El ejército profirió al unísono un chillido que le heló la sangre. El grito de guerra de los muertos.
Cargaron al instante contra Gudmundr.

Parte III.

Lo que sucedió a continuación fue una batalla que inspiraría mil canciones. Gudmundr gritó y cargó contra aquel ejército, blandiendo Fuego y Azufre. Con la espada cortó brazos y cabezas. Con el escudo, embistió a tres invasores no muertos a la vez, ¡BAM!, antes de dar media vuelta y hacer pedazos a un Bersérker, ¡ZAS! Siguió avanzando, asestando tajos y seccionando miembros. Los lobeznos permanecían tras él, gruñendo desafiantes a sus atacantes.

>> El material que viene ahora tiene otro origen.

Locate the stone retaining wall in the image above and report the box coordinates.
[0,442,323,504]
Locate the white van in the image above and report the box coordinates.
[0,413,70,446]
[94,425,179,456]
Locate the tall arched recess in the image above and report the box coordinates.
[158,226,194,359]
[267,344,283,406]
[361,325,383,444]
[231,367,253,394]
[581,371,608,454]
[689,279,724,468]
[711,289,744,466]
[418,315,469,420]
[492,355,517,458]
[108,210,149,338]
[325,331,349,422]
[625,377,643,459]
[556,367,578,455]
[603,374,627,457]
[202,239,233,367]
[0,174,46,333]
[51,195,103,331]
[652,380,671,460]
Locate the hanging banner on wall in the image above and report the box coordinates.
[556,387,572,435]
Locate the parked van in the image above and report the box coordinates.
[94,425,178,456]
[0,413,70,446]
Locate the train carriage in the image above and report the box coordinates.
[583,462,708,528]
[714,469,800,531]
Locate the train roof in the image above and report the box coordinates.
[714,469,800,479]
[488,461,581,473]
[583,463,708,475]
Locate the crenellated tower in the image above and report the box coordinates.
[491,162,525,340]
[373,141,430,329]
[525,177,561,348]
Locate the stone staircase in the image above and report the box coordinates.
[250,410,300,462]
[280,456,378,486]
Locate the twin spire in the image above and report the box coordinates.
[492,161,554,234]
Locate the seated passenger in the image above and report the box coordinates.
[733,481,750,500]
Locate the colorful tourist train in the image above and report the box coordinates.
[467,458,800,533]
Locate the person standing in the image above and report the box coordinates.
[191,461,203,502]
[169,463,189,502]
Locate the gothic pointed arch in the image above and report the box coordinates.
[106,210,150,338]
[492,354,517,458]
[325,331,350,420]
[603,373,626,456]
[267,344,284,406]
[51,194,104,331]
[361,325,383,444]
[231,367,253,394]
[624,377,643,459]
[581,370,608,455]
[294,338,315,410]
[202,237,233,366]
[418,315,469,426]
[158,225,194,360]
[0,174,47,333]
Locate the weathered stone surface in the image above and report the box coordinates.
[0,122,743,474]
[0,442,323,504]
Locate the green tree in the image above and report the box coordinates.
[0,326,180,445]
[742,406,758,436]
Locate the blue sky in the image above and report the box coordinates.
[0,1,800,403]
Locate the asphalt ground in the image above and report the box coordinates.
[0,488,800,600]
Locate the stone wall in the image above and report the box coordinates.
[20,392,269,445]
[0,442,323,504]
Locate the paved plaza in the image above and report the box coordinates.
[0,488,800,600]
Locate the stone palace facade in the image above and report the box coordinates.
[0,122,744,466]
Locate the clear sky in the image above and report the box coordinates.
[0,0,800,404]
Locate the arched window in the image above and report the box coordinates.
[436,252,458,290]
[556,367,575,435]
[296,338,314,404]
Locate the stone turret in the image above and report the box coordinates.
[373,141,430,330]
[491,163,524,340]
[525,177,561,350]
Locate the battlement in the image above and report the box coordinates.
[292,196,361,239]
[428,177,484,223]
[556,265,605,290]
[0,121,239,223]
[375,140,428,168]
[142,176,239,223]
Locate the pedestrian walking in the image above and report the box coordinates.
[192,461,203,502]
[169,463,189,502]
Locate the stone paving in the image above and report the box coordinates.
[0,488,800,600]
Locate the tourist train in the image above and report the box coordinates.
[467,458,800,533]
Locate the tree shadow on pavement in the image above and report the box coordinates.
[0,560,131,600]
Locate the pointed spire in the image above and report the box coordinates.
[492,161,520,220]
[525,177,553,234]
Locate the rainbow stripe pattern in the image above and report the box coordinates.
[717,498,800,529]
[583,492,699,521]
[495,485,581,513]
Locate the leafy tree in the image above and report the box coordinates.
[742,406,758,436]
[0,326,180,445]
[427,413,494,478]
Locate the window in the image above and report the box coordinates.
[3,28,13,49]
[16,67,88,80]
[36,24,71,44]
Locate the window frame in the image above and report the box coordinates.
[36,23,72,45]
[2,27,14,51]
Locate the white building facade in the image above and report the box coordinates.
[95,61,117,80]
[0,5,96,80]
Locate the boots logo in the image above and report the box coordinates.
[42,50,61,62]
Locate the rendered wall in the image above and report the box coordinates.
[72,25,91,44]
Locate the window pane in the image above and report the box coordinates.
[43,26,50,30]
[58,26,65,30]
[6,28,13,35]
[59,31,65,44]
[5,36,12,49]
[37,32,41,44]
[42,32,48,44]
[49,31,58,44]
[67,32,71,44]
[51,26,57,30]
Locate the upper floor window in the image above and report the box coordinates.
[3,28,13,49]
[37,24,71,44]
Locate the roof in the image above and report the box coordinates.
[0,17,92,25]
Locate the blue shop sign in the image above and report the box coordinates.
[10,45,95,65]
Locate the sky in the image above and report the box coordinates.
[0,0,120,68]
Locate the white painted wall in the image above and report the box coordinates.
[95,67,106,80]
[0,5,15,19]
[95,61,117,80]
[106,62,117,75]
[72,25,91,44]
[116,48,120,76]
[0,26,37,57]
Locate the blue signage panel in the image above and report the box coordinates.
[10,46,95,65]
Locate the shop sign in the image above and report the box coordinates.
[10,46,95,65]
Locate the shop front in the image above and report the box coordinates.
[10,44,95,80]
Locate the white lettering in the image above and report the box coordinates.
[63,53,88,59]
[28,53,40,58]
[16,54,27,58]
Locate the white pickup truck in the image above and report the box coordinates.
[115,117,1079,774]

Los cachorros ya no tenían miedo porque Gudmundr les había demostrado que podían encontrar la fuerza incluso en los momentos más sombríos y desesperados. Saltaron sobre el enemigo para defender a Gudmundr, hundieron los colmillos en los no muertos y les desgarraron las pútridas y humeantes entrañas. Gudmundr silbaba y ellos respondían. Señalaba y ellos atacaban.

Lucharon sin parar como pilares del desafío.

Gudmundr bloqueaba los ataques con Azufre para mantenerse firme y abrirse paso. Con Fuego, hacía pedazos a sus enemigos, ¡ZAS! y derramaba sin cesar la sangre oscura de los no muertos. Cuando solo quedaba un enemigo (una Valquiria deformada a la que le faltaba un brazo), Gudmundr la atravesó con la espada y volteó el cuerpo por encima del hombro antes de asestarle la puñalada final.

Entonces cayó de rodillas, sin aliento y con los músculos doloridos. Los cachorros corrieron hacia él. A uno de ellos le costaba moverse por las heridas de la batalla. Pero se recuperaría. Los lobeznos le acariciaron con el hocico y le lamieron la cara. El vikingo rio suavemente.

Los abrazó con fuerza y les dijo: "Volvamos a casa".

Afortunadamente, los dioses le mostraron el camino hasta nuestro hogar.

En Valkenheim, los lobos se hicieron fuertes y permanecieron siempre junto a Gudmundr. Respondieron durante toda su vida a su llamada e inspiraron a otros a hacer lo mismo. Juntos formaron la fuerza del Clan del Lobo.

Y eso es lo que debemos hacer, mis queridos hermanos y hermanas. Ya seamos aliados o enemigos, todos nosotros somos vikingos. La esencia de la fuerza fluye por nuestras venas. No podemos permitir que los forasteros nos hagan olvidarlo. Estamos en guerra, sí. Han puesto a prueba nuestros vínculos, puede que hasta más allá de sus límites. Sé que no todos me escucharéis, pues no me corresponde a mí deciros qué hacer, cómo luchar o por quién hacerlo. Sin embargo, me gustaría inculcaros la lección del triunfo de Gudmundr. Nosotros también tenemos potencial, como los lobeznos que encontró, los cachorros que protegió. ¡El potencial de permanecer juntos! ¡El potencial de ganar! No podemos permitir que Apollyon o sus seguidores dicten lo que es mejor para nosotros. ¡Nosotros decidimos! ¡Nosotros elegimos!

La hora de los vikingos llegará si somos capaces de aprovecharla. Con la espada y el escudo. ¡Con Fuego y Azufre!